J.D.M. Gass et al. (2) indiquent les différents éléments du diagnostic :
▶ de nombreuses taches rouges, discrètes, rondes ou ovales au niveau du pôle
postérieur ;
▶ une hyperfluorescence précoce correspondant à ces taches ;
▶ un épaississement choroïdien causé par une prolifération des mélanocytes uvéaux
pigmentés et non pigmentés ;
▶ un décollement exsudatif ;
▶ une cataracte rapidement progressive.
Notre patiente avait déjà été opérée de la cataracte et nous n’avons aucune information concernant l’aspect du fond d’œil au moment de l’intervention. En général,
l’opération de la cataracte chez ces patients n’améliore pas la vision ou seulement
de façon temporaire.
L’ERG est fortement perturbé, pouvant évoluer vers l’extinction.
La perte de la vision est due au décollement exsudatif.
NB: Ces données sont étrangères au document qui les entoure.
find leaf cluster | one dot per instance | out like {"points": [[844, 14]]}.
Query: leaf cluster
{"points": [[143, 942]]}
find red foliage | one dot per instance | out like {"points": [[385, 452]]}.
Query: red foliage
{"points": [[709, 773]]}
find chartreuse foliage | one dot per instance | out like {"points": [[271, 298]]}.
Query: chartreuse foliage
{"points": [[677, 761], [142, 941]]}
Chez notre patiente, la néovascularisation irienne est probablement la conséquence d’une ischémie rétinienne,
conséquence de ce décollement.
Chez la femme, la tumeur primaire est en général d’origine génitale (ovaire, utérus, col
de l’utérus) ; chez l’homme, il s’agit le plus fréquemment d’une tumeur des poumons.
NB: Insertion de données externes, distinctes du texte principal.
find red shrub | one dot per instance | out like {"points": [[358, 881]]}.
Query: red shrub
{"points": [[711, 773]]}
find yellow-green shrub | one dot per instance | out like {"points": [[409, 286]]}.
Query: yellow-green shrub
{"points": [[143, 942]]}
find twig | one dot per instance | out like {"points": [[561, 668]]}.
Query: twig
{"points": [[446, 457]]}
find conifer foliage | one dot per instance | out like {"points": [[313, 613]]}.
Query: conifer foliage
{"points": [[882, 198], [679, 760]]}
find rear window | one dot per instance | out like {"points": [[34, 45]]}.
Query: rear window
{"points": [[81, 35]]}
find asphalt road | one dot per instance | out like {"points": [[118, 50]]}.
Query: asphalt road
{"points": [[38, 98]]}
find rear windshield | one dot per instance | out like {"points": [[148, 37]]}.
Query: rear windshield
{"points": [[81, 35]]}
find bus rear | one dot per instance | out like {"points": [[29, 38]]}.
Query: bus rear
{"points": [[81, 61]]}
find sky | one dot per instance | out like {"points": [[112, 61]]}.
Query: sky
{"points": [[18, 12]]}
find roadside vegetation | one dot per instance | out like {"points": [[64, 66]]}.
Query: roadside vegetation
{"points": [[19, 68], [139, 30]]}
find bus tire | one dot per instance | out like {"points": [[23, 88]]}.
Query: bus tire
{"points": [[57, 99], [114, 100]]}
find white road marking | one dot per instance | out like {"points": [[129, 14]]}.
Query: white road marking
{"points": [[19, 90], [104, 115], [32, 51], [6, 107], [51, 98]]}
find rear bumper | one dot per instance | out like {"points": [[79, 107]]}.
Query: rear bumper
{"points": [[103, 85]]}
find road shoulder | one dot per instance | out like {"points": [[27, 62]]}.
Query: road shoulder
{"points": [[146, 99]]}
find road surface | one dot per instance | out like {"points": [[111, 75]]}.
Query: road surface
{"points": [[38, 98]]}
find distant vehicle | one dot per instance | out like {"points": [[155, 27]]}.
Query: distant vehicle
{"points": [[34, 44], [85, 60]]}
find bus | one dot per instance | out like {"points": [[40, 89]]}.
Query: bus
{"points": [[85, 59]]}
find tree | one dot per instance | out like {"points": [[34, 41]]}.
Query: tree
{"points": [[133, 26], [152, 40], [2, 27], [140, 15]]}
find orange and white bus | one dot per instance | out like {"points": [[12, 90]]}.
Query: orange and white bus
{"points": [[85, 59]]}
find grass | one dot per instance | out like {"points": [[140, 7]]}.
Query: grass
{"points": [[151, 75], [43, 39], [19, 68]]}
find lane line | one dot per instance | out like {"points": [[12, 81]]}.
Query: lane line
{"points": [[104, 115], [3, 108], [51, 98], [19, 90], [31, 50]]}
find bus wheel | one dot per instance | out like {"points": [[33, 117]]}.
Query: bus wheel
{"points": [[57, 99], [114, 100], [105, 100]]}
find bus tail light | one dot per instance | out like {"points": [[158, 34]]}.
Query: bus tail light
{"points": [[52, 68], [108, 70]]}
Dans un certain nombre de cas, la tumeur primaire n’est découverte qu’après
le diagnostic oculaire. Le pronostic vital est mauvais, le délai entre le diagnostic
et le décès varie entre 1 et 51 mois (15 mois en moyenne) bien qu’une patiente de
J.D.M. Gass ait eu une survie de 102 mois.
Aucun traitement ne parvient actuellement à améliorer la situation, mais une corticothérapie systémique peut momentanément amener une résorption de l’exsudation et
II
une récupération visuelle passagère (3).